MR. James Echols: Before beginning our business session, I would like to welcome our first special guest speaker. Last January, Ann Veneman was unanimously confirmed by the U.S. Senate and sworn in as the 27th Secretary of Agriculture.

During her Senate confirmation hearings she repeated President Bush's belief that the spirit of the American farmer is emblematic of the spirit of America, signifying the values of hard work, self reliance and entrepreneurship.

Secretary Veneman brings a wealth of knowledge and understanding of agricultural policies and issues. She was USDA Deputy Secretary from 1991 to 1993, and Deputy Under Secretary for Agriculture for International Affairs and Commodity Programs from 1989 to 1991. From 1995 to 1999 she served as Secretary of the California Department of Food and Agriculture, where she managed the agricultural programs and services for the nation's largest agricultural producing state.

Secretary Veneman, an attorney, was raised on a peach farm in Modesto, California. She holds a bachelor's degree from the University of California at Davis, a master's degree from the University of California at Berkeley, and a juris doctorate degree from the University of California, Hastings College of Law.

Please join me in welcoming Secretary of Agriculture Ann Veneman.


SECRETARY VENEMAN : "Well, thank you very much for that warm welcome, and thanks to all of you for your graciousness in having me here today. I want to thank Gaylon Booker and the National Cotton Council and all the board members and particularly recognize John Maguire, who does such a great job for all of you in D.C.

"I also want to congratulate your leadership class.
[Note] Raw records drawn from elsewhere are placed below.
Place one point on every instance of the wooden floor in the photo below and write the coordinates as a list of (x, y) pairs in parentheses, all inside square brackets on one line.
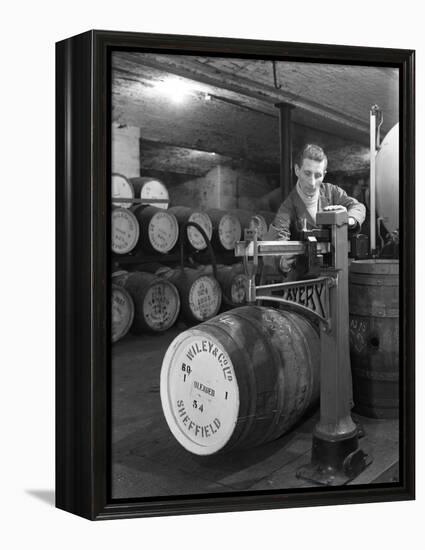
[(148, 461)]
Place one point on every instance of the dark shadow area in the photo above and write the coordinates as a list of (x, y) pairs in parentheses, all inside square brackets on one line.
[(45, 495)]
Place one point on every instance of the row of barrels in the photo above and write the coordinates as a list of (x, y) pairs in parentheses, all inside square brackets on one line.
[(145, 190), (156, 231), (152, 302)]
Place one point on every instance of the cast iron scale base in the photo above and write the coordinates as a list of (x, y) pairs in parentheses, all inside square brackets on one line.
[(336, 456)]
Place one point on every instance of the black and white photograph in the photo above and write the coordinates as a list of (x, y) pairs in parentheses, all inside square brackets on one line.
[(212, 267), (254, 275)]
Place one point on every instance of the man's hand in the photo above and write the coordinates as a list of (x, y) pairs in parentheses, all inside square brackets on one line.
[(351, 221), (338, 207)]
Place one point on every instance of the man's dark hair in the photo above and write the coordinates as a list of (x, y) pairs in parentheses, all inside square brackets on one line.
[(312, 152)]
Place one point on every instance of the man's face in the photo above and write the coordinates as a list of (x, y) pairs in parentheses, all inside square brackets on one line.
[(310, 175)]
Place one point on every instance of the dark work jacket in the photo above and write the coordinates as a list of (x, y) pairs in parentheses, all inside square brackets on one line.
[(289, 219)]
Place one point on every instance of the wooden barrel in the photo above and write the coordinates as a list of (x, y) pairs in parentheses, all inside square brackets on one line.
[(151, 191), (240, 380), (156, 301), (200, 293), (159, 230), (122, 312), (226, 229), (125, 231), (185, 214), (121, 188), (233, 282), (374, 336)]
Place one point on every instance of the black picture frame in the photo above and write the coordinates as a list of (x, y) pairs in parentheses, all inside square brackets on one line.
[(82, 291)]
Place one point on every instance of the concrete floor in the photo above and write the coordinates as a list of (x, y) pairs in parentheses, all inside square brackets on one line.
[(149, 462)]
I know you all have been working with younger people to make sure that you have leaders for tomorrow, something we're also doing in our Department.
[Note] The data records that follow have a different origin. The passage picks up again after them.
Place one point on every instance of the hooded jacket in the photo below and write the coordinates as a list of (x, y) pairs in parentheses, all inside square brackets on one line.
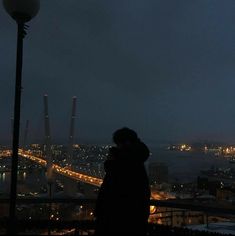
[(123, 201)]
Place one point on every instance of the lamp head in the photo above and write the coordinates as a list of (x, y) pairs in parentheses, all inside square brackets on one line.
[(22, 10)]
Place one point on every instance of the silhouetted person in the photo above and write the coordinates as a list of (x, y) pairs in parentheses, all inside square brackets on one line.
[(123, 202)]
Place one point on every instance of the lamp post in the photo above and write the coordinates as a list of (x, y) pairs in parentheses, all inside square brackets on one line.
[(21, 11)]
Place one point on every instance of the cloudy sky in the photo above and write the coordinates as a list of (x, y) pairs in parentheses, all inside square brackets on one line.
[(165, 68)]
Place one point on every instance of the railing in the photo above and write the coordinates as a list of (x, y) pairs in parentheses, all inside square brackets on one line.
[(46, 222)]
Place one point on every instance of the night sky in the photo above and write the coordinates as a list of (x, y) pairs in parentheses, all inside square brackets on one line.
[(165, 68)]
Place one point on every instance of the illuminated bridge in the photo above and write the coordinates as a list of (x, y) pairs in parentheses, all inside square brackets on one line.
[(62, 170)]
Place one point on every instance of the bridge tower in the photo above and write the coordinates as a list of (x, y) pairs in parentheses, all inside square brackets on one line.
[(25, 134), (48, 154), (70, 187), (71, 133)]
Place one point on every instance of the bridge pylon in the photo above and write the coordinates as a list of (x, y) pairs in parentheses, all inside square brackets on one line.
[(48, 154)]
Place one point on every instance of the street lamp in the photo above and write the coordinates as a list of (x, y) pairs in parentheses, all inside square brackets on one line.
[(21, 11)]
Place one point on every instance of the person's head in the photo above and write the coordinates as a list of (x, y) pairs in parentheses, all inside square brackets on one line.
[(125, 136)]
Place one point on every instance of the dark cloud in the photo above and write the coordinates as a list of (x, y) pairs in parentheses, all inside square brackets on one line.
[(164, 68)]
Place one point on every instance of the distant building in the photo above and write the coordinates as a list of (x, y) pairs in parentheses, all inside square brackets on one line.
[(158, 172)]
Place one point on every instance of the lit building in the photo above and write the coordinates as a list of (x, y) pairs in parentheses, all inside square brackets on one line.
[(158, 172)]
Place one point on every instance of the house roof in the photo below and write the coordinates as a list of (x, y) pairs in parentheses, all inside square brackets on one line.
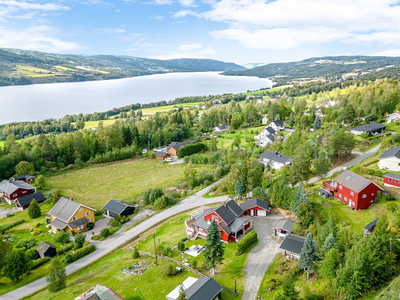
[(78, 222), (65, 209), (369, 127), (205, 288), (26, 200), (285, 224), (255, 202), (276, 156), (293, 243), (43, 246), (353, 181), (371, 225), (392, 152), (10, 187), (392, 175), (116, 206)]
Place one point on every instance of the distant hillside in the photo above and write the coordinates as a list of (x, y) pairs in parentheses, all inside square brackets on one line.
[(321, 67), (28, 67)]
"I also want to congratulate today the newly appointed and reappointed members of the Cotton Board, which we are announcing today, and if you would like to see the press release, you can get on our website and take a look at it, but we are making that announcement today as well.

"And I know that Senator Kay Bailey Hutchinson's going to be here later, and we'd like to particularly recognize her, not only for her tremendous representation of this state in the United States Senate, but also for her leadership in the area of homeland security, which has been a priority for the President, and it's certainly been a priority in our own Department.

"I was talking with some of you earlier today, and they were telling me that they've heard some comments from those attending the convention that they were really excited that finally there's a member of the President's Cabinet, a Secretary, who exudes charm, magnetism, and is helping to bridge the gender gap. I knew immediately that they were talking about Don Rumsfeld.


"Recently there was a dinner in Washington. There's a thing called the Alfalfa Club, and I haven't quite figured out the reason for the club other than they have dinner once a year with members of the Senate and Presidents and all kinds of people. And so it's tradition for the President of the United States to come to this dinner and speak, and I know it's not the President's favorite dinner because he has to stay out too late. But he gave a terrific speech, and he talked a little about Secretary Rumsfeld in his remarks that night, and he said--he said, "The Secretary has become my administration's sex symbol, our version of Paula Zahn. He's become such a pin-up guy for older women, that I've got a new name for him, Rumstud.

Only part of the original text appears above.